Le Conseil National pour la Sauvegarde de la Patrie (CNSP), le régime militaire en place au Niger, a annoncé le 12 octobre dernier la création d’un fonds de solidarité afin de lutter contre le terrorisme et l’insécurité, a-t-on appris de l’Agence nigérienne de presse (ANP).
Ce fonds sera financé par des prélèvements sur les hydrocarbures, les redevances des opérateurs de télécommunications et les transports entre autres. Des contributions volontaires financières ou en nature sont également attendues des entreprises, des ONG et des programmes de développement ainsi que de la Diaspora.
Les ressources mobilisées vont contribuer au financement des actions de renforcement des capacités opérationnelles des Forces de Défense et de Sécurité (FDS) et serviront à la prise en charge des citoyens victimes des déplacements forcés liés à l’insécurité, rapporte l’ANP.

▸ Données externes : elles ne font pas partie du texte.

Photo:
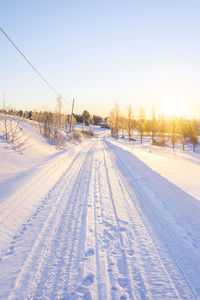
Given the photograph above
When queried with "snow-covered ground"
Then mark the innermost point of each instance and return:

Cette décision du CNSP intervient alors que ce pays du Sahel est en proie à une recrudescence des attaques terroristes dans la zone dite des trois frontières (Burkina-Mali-Niger). Le 2 octobre dernier, un bilan officiel a fait état du décès de 29 soldats, majoritairement issus des forces spéciales (60 morts selon d’autres sources civiles et sécuritaires) au cours d’une attaque à Tillia, une préfecture située à l’ouest de la ville de Tahoua au Niger, selon les données du gouvernement.
En plus de la crise sécuritaire, le pays doit également faire face à une situation économique précaire, en raison des lourdes sanctions imposées par les organisations internationales et sous-régionales, à la suite du coup d’État du 26 juillet dernier. Le régime militaire en place a été contraint de réviser sa Loi de finances pour l’année budgétaire 2023, en réduisant les dépenses de 40 %. Parallèlement, plusieurs aides internationales ont également été interrompues, en raison du putsch. La dernière en date est celle des États-Unis, annoncée le 10 octobre dernier.